Apache Spark: RDD Actions
Actions are RDD operations that produce non-RDD values. They materialize a value in a Spark program. In other words, a RDD operation that returns a value of any type but RDD[T] is an action.
1) Reduce
Spark RDD reduce function reduces the elements of this RDD using the specified commutative and associative binary operator.
Spark reduce operation is almost similar as reduce method in Scala. It is an action operation of RDD which means it will trigger all the lined up transformation on the base RDD (or in the DAG) which are not executed and than execute the action operation on the last RDD. This operation is also a wide operation. In the sense the execution of this operation results in distributing the data across the multiple partitions.
It accepts a function with (which accepts two arguments and returns a single element) which should be Commutative and Associative in mathematical nature. That intuitively means, this function produces same result when repetitively applied on same set of RDD data with multiple partitions irrespective of element’s order.
Important points to note are,
• reduce is an action operation in Spark hence it triggers execution of DAG and gets execute on final RDD
• It is a wide operation as it is shuffling data from multiple partitions and reduces to a single value
• It accepts a Commutative and Associative function as an argument
• The parameter function should have two arguments of the same data type
• The return type of the function also must be same as argument types
2) ReduceByKey
Spark RDD reduceByKey function merges the values for each key using an associative reduce function.

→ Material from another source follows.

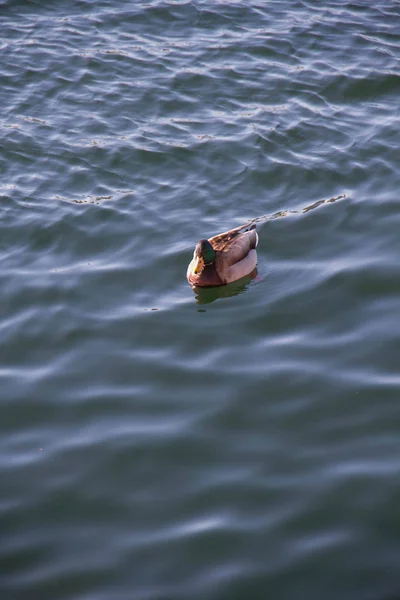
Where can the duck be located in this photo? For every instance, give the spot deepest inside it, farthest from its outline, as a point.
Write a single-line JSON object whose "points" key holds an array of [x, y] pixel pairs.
{"points": [[224, 258]]}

Basically reduceByKey function works only for RDDs which contains key and value pairs kind of elements(i.e RDDs having tuple or Map as a data element). It is a transformation operation which means it is lazily evaluated. We need to pass one associative function as a parameter, which will be applied to the source RDD and will create a new RDD as with resulting values(i.e. key value pair). This operation is a wide operation as data shuffling may happen across the partitions.